BoG losses justified as cost of stabilising economy — Joe Jackson

The Chief Executive Officer of Dalex Finance, Joe Jackson, has defended the Bank of Ghana’s reported losses, describing them as a necessary trade-off in efforts to restore macroeconomic stability.
Speaking on Super Morning Show on Monday, May 4, Jackson argued that the central bank’s financial performance should be assessed within the context of its aggressive policy interventions, particularly those aimed at taming inflation.
“I will say this clearly, there is a strong justification,” he stated. “While there are valid concerns and red flags to examine, these actions were not avoidable.”
He identified open market operations as the primary driver of the central bank’s losses, explaining that such measures—used to absorb excess liquidity—have played a decisive role in easing inflationary pressures.
“The largest cost reflected in the Auditor’s accounts is from open market operations,” he said. “In simple terms, this is the cost of reducing the amount of money in circulation to bring inflation down.”
According to him, the central bank incurred approximately GH¢16.73 billion in these operations.
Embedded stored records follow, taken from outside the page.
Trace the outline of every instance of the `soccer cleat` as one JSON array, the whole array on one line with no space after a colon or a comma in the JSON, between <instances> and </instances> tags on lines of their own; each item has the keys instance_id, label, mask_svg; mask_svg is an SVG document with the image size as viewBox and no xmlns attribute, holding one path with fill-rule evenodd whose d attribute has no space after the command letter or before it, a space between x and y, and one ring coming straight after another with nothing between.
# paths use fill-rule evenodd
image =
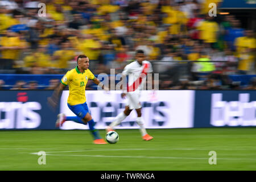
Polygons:
<instances>
[{"instance_id":1,"label":"soccer cleat","mask_svg":"<svg viewBox=\"0 0 256 182\"><path fill-rule=\"evenodd\" d=\"M63 125L64 122L66 121L65 118L66 118L66 116L65 116L65 114L63 114L63 113L59 114L57 115L57 121L56 122L56 123L55 123L55 126L56 127L59 127L60 126L62 126L62 125Z\"/></svg>"},{"instance_id":2,"label":"soccer cleat","mask_svg":"<svg viewBox=\"0 0 256 182\"><path fill-rule=\"evenodd\" d=\"M142 139L144 140L148 141L152 140L153 139L153 137L148 134L146 134L143 136L142 136Z\"/></svg>"},{"instance_id":3,"label":"soccer cleat","mask_svg":"<svg viewBox=\"0 0 256 182\"><path fill-rule=\"evenodd\" d=\"M107 144L107 143L102 139L96 139L93 140L94 144Z\"/></svg>"},{"instance_id":4,"label":"soccer cleat","mask_svg":"<svg viewBox=\"0 0 256 182\"><path fill-rule=\"evenodd\" d=\"M112 127L111 127L110 126L108 126L106 129L106 133L110 131L115 131L115 130L114 130Z\"/></svg>"}]
</instances>

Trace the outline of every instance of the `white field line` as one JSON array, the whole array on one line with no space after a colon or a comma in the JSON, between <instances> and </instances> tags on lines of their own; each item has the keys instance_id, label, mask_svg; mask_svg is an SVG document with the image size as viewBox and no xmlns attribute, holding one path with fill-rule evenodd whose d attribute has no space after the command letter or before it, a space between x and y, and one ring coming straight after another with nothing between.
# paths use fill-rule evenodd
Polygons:
<instances>
[{"instance_id":1,"label":"white field line","mask_svg":"<svg viewBox=\"0 0 256 182\"><path fill-rule=\"evenodd\" d=\"M31 153L30 154L37 154L37 153ZM196 160L208 160L209 158L183 158L183 157L158 157L158 156L126 156L126 155L65 155L65 154L49 154L46 155L53 156L81 156L81 157L96 157L96 158L144 158L144 159L196 159ZM217 158L221 160L256 160L256 159L251 158Z\"/></svg>"},{"instance_id":2,"label":"white field line","mask_svg":"<svg viewBox=\"0 0 256 182\"><path fill-rule=\"evenodd\" d=\"M223 150L223 151L254 151L256 149L216 149L213 147L212 149L206 148L123 148L123 149L104 149L104 150L73 150L73 151L51 151L46 152L46 153L65 153L65 152L96 152L96 151L142 151L142 150ZM37 153L33 153L37 154Z\"/></svg>"},{"instance_id":3,"label":"white field line","mask_svg":"<svg viewBox=\"0 0 256 182\"><path fill-rule=\"evenodd\" d=\"M0 147L0 150L52 150L52 148L42 148L40 149L34 148L6 148ZM225 148L218 148L214 147L211 147L210 149L209 148L120 148L120 149L104 149L104 150L74 150L74 151L52 151L47 152L47 153L56 153L56 152L90 152L90 151L136 151L136 150L218 150L218 151L255 151L256 148L248 148L248 149L225 149Z\"/></svg>"}]
</instances>

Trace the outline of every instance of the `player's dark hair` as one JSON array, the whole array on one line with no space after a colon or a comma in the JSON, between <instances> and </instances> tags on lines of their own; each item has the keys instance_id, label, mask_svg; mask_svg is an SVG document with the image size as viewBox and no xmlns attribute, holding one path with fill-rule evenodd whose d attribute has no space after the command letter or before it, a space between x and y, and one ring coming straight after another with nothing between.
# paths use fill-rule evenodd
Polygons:
<instances>
[{"instance_id":1,"label":"player's dark hair","mask_svg":"<svg viewBox=\"0 0 256 182\"><path fill-rule=\"evenodd\" d=\"M138 49L136 51L136 53L144 53L144 51L142 49Z\"/></svg>"},{"instance_id":2,"label":"player's dark hair","mask_svg":"<svg viewBox=\"0 0 256 182\"><path fill-rule=\"evenodd\" d=\"M77 56L77 59L76 60L76 63L77 63L78 64L78 60L79 58L86 58L87 56L85 56L85 55L80 55L79 56Z\"/></svg>"}]
</instances>

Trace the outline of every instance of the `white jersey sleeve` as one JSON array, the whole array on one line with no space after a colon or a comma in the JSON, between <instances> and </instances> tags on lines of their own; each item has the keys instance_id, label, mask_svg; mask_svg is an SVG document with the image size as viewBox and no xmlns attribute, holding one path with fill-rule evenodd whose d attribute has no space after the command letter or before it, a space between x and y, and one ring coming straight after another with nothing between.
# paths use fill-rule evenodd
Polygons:
<instances>
[{"instance_id":1,"label":"white jersey sleeve","mask_svg":"<svg viewBox=\"0 0 256 182\"><path fill-rule=\"evenodd\" d=\"M125 76L127 76L128 75L129 72L130 72L130 66L129 64L127 64L127 65L125 66L125 68L123 68L123 71L122 73Z\"/></svg>"}]
</instances>

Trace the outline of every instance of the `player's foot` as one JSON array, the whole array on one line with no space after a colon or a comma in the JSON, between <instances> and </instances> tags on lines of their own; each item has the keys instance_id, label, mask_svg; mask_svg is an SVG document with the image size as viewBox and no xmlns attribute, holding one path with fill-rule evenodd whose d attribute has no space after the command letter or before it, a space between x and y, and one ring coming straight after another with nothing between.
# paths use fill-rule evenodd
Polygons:
<instances>
[{"instance_id":1,"label":"player's foot","mask_svg":"<svg viewBox=\"0 0 256 182\"><path fill-rule=\"evenodd\" d=\"M66 120L65 119L66 118L66 116L65 114L59 114L57 115L57 119L55 123L55 126L56 127L59 127L60 126L62 126L63 123L64 123Z\"/></svg>"},{"instance_id":2,"label":"player's foot","mask_svg":"<svg viewBox=\"0 0 256 182\"><path fill-rule=\"evenodd\" d=\"M93 140L94 144L107 144L107 143L102 139L96 139Z\"/></svg>"},{"instance_id":3,"label":"player's foot","mask_svg":"<svg viewBox=\"0 0 256 182\"><path fill-rule=\"evenodd\" d=\"M106 131L108 133L110 131L115 131L115 130L114 130L112 127L111 127L109 126L107 126L107 127L106 128Z\"/></svg>"},{"instance_id":4,"label":"player's foot","mask_svg":"<svg viewBox=\"0 0 256 182\"><path fill-rule=\"evenodd\" d=\"M146 134L143 136L142 136L142 139L144 140L148 141L152 140L153 139L153 137L152 137L148 134Z\"/></svg>"}]
</instances>

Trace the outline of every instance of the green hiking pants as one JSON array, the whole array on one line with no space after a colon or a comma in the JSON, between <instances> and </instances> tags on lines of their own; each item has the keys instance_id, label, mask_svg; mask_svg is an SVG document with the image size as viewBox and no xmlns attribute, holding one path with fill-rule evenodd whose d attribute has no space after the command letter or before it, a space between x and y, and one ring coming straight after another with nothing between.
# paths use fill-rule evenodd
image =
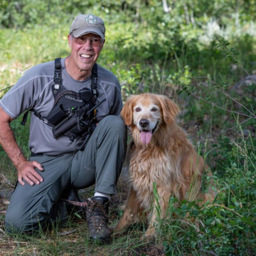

However, he pointed to a sharp decline in inflation, from above 20% to below 5%, as evidence of their effectiveness.
“If there is proof that these interventions work, that is it. Resources were deployed to stabilise inflation, and the results are visible,” he added.
His comments come amid intensified scrutiny of the central bank’s financial position, particularly regarding its gold trading and stabilisation initiatives.
Recent data shows that the Bank of Ghana recorded substantial losses linked to its Domestic Gold Purchase Programme (DGPP), rising from GH¢5.66 billion in 2024 to about GH¢9.05 billion in 2025. While policymakers frame these losses as strategic investments to support the cedi and broader economic stability, critics warn of potential long-term risks.
Jackson himself has previously raised concerns about persistent trading losses, cautioning that prolonged negative balances could erode confidence in the central bank if not carefully managed.
The Bank of Ghana has rejected claims of mismanagement, insisting that the losses reflect deliberate, policy-driven interventions designed to shield the economy from external shocks and stabilise the local currency.
The discussion unfolds against deeper structural challenges within Ghana’s economy. Jackson has consistently pointed to foreign exchange leakages, particularly within the extractive sector, as a continuing source of pressure on the cedi, even during periods of trade surplus.
His latest remarks underscore a broader argument: while the central bank’s losses are significant, they may ultimately represent the price of securing short-term economic stability.